When his Uncle’s incarcerated on spurious grounds, Mic splashes the last of his gold coinage in bribes to free him, but it all backfires when he himself is imprisoned. Thus begins his journey of shit. From hard labour camp to escape, to witnessing destruction and mass murder up close and personal, and his coming of age among the triage of the battlefield as he and Armenian partisans resist the regime, The Promise tries to tell us, through Mic and his friends, the story of Armenian suffering 100 years ago.
If we’re to ask the question “have I come out of this movie knowing more about the massacre of Armenians” then the answer is not really. The backdrop of their suffering is interchangeable with any atrocity. The Baddies could be Nazis, Brits, Romans – or any random wankers. The story of the ménage a trois and the desperate desire to do what’s right in the face of this egregious oppression are the key here, not necessarily the oppression itself. As such the actual genocide is merely backdrop, but attempting to sum up the hows and whys of such violence is the job of documentaries, and many of them. Unravelling the collapse of the Ottoman Empire is the stuff of doctorates, and we only have a couple of hours to spare here.

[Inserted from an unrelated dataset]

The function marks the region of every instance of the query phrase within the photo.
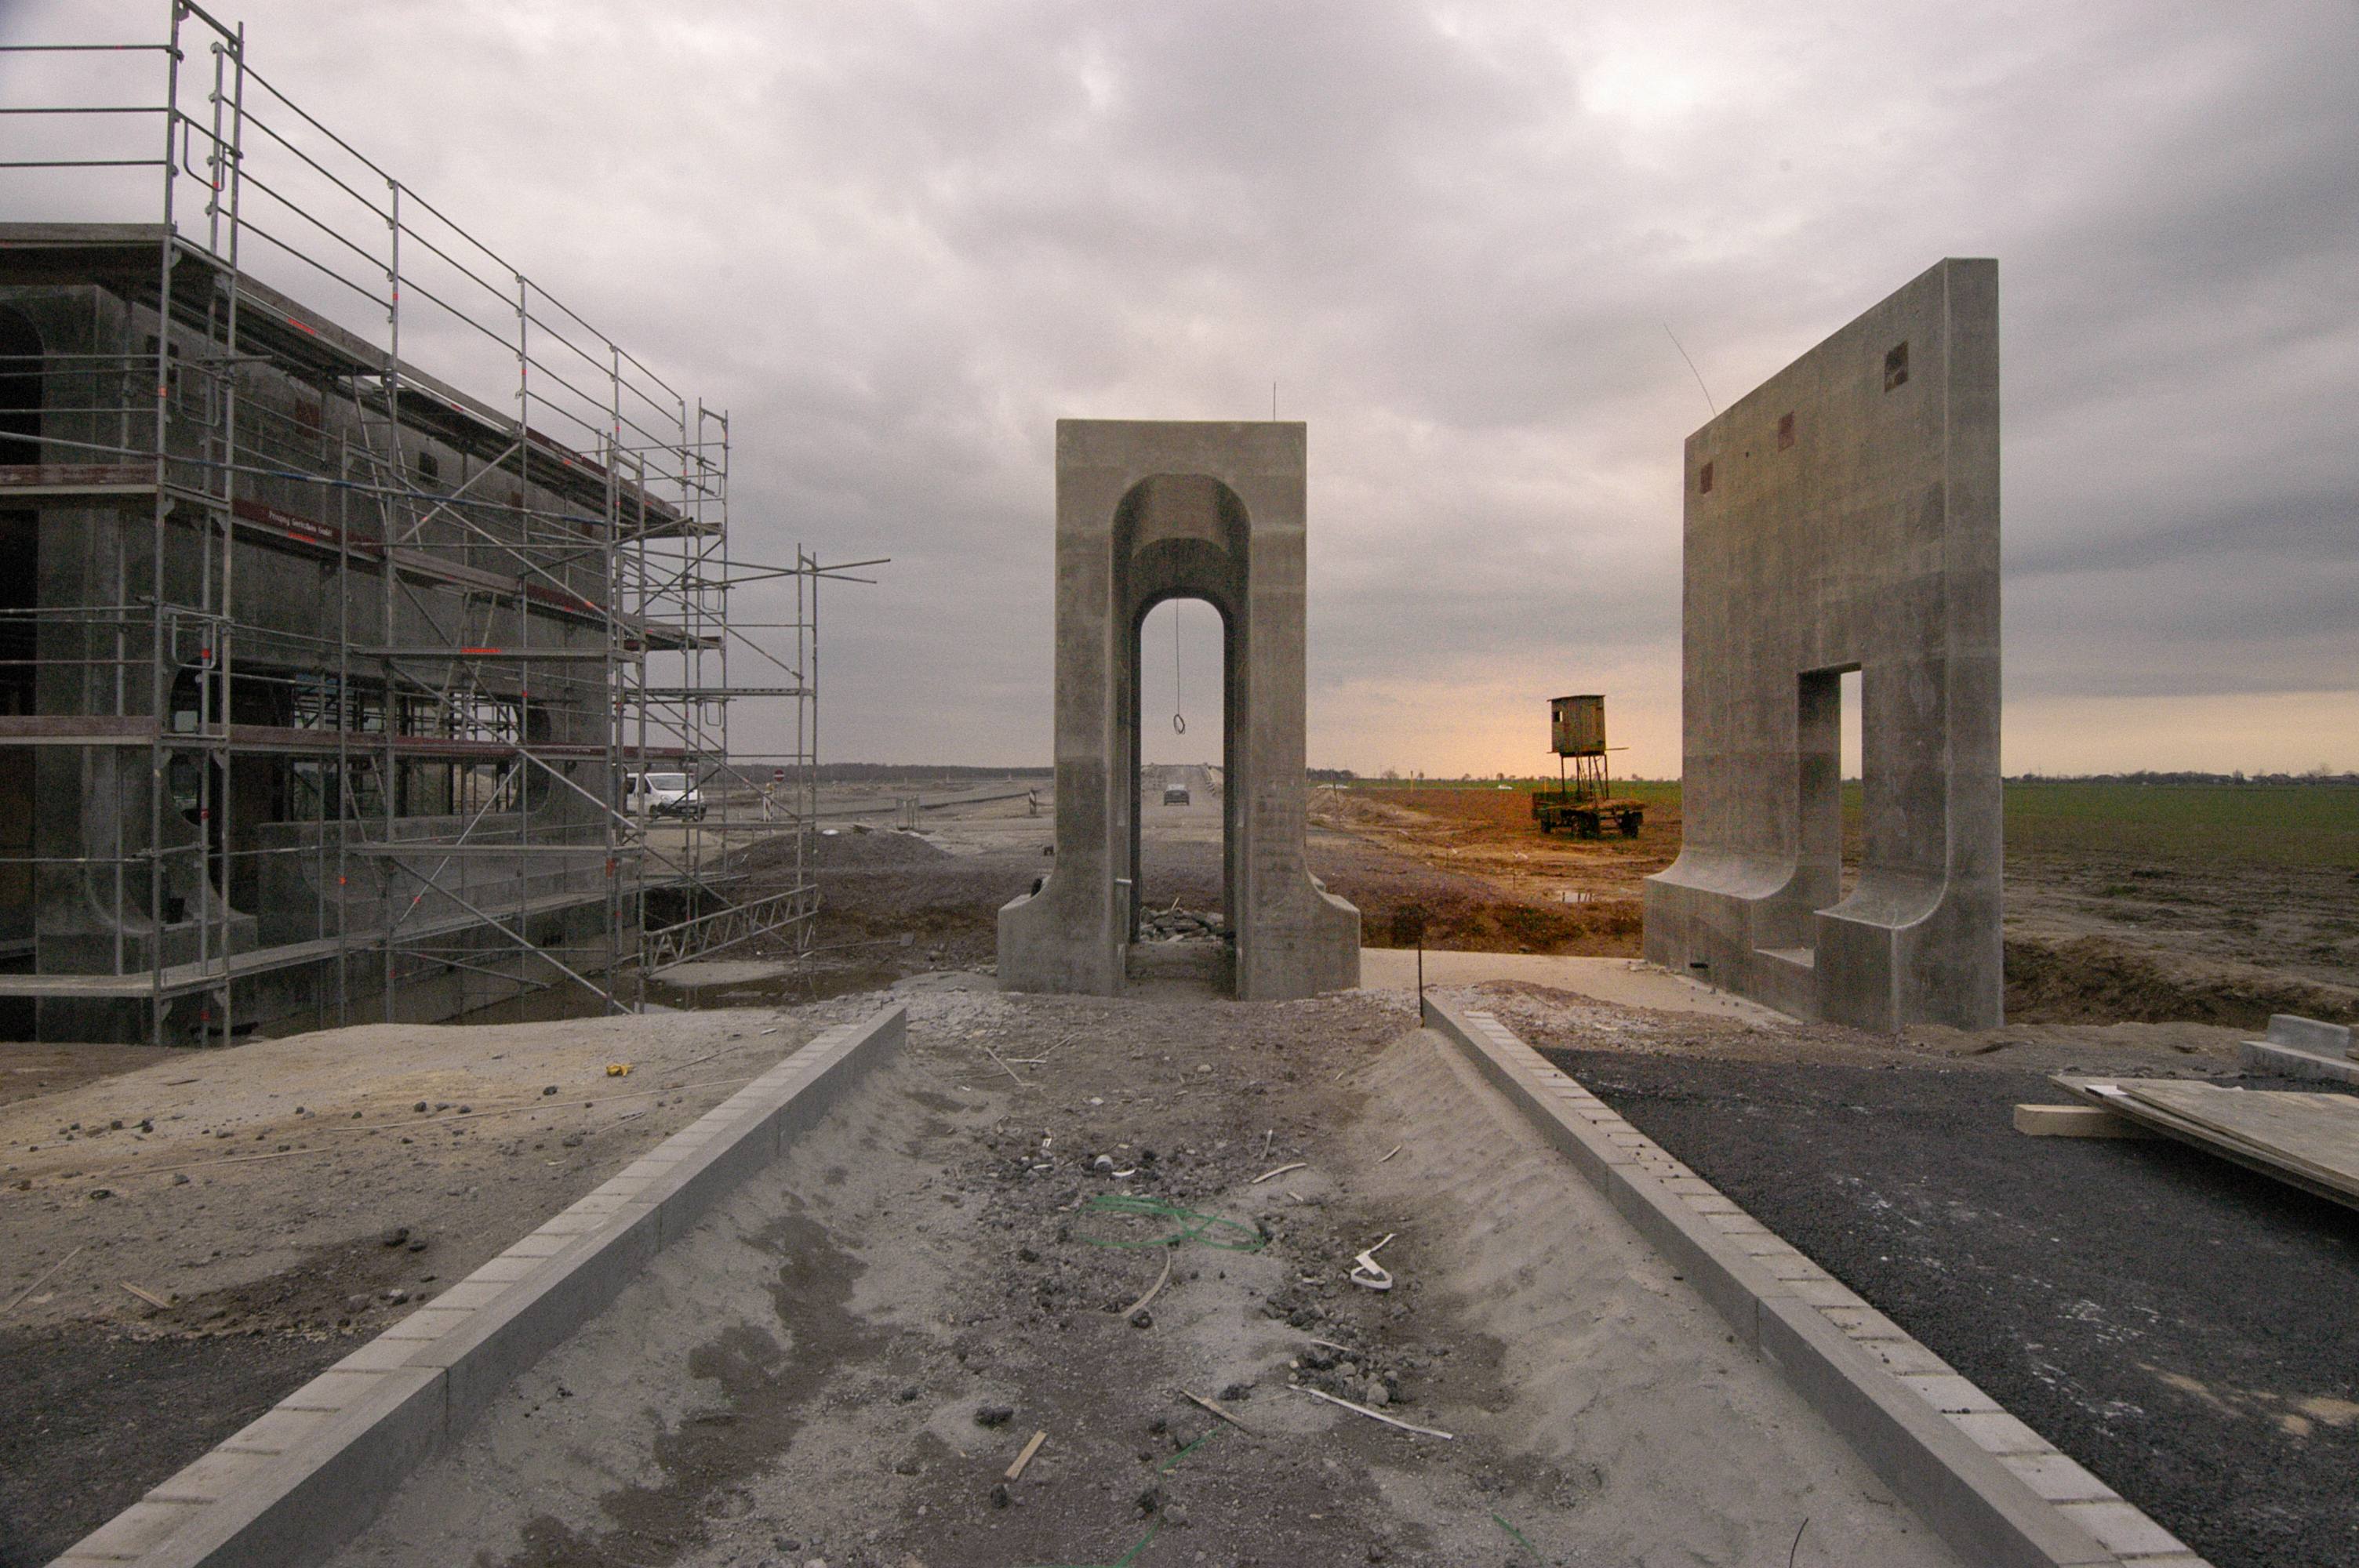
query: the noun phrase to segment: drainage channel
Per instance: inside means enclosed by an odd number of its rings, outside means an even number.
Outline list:
[[[82,1557],[176,1518],[152,1561],[2109,1560],[1945,1544],[1458,1028],[912,995]]]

The Promise, beautifully shot and authentically dressed, is a sprawling epic, in the grand manner. Think Doctor Zhivago or Gone with The Wind, films of that ilk. The sweeping, indifferent effects of war push our heroes to do things, defines them, but it could be any war. Mic could be Coptic, Greek – any other oppressed minority really. There’s nothing necessarily Armenian going on here. This is only an issue when the film presents itself as something of a document regarding the ill-treatment of Armenians by Turks, adding in a postscript that reminds us that 1.5 million of them were done away with and that the Turks have yet to acknowledge these acts much less attempt an apology. The film however is merely entertainment. As such it’s paced well, the performances are all fine, Bale’s is intense, scene chewing as always, Isaac is acceptably credulous, Le Bon somewhat wan and irritating. The epic sprawl is the story and the people become their traits. Angry journo, earnest doctor, free spirited dancer, and less actual people. There’s a peppering of astute cameos – Tom Hollander’s brief stint as an incarcerated clown, James Cromwell as the American Ambassador throwing around threats that are not his to wield “If you hurt an American citizen, blah blah blah.” Are the Ottomans so easily cowed? Jean Reno is briefly haughty as a French Admiral – good to see him.

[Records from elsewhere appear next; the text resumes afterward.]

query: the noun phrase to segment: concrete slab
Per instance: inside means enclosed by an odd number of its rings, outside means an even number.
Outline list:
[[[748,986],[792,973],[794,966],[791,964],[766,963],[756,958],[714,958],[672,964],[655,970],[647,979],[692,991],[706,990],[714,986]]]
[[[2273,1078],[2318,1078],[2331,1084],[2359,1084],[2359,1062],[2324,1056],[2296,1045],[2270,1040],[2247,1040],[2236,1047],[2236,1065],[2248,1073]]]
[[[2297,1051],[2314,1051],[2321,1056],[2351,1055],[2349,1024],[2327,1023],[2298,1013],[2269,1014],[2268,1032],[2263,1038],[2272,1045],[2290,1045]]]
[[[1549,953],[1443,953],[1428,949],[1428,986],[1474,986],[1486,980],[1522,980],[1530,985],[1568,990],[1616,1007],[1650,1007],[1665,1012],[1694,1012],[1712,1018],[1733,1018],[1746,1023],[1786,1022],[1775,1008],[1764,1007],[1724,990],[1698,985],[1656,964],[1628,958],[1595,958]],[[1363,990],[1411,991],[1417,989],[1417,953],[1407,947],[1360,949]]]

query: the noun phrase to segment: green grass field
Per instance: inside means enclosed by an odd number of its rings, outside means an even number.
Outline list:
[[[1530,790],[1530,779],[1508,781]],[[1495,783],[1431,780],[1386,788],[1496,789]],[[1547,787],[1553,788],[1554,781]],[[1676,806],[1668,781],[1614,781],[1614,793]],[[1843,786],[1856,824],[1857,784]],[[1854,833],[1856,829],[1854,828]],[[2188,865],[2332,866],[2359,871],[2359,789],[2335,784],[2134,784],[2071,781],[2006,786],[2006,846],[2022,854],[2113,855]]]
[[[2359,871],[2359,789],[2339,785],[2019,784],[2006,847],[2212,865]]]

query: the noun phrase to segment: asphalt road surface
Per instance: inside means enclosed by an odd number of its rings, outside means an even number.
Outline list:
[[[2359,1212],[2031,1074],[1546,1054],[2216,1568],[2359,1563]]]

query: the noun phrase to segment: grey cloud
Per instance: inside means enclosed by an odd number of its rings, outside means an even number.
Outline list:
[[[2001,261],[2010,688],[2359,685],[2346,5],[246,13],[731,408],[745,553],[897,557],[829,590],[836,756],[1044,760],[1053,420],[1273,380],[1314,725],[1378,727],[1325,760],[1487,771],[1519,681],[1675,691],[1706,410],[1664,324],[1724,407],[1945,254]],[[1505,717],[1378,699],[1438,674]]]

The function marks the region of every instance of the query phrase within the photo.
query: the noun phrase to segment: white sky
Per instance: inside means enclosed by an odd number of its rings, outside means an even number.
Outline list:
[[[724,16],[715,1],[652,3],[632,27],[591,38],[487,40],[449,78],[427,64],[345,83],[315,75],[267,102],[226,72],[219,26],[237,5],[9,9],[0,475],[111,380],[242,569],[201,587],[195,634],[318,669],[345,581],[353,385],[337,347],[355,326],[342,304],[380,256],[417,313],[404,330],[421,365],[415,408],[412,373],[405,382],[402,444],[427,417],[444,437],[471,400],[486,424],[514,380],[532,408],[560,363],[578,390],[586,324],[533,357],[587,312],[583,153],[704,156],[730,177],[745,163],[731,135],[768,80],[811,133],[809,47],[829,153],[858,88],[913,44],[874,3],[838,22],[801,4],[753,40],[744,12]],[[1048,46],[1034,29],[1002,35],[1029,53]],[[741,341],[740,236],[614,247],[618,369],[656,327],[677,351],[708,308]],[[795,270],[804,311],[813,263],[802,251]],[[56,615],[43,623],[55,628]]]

The film shies away from the visceral reality of atrocity and war. We don’t see flesh torn and bone exposed as is so beloved these days (I’m looking at you, Mel). Which is grand, we don’t need to see someone’s exposed intestines to know that they’re dead. We don’t really need to the machinations of mass slaughter – the dying of thirst in desert, the beheading, the actual carnage meted out on innocent Armenians. It’s not played for shocks, thankfully. We can do the maths ourselves.
The film ends with a quote, that tells us when two Armenians get together, they’ll create an Armenian nation. The Promise seeks to do the same, by calling some characters Armenian it feels as if the job of telling us about their genocide is done. But it isn’t. Directed by Terry George, who also made Hotel Rwanda and wrote, among others, In The Name Of The Father, The Promise suggests a fervent interest in niche atrocity, and should be commended. As a war themed epic, it’s a grand whizz, but as some dissertation on the suffering of a group of people at the hands of cruel and indifferent masters, it’s a tad unsatisfying.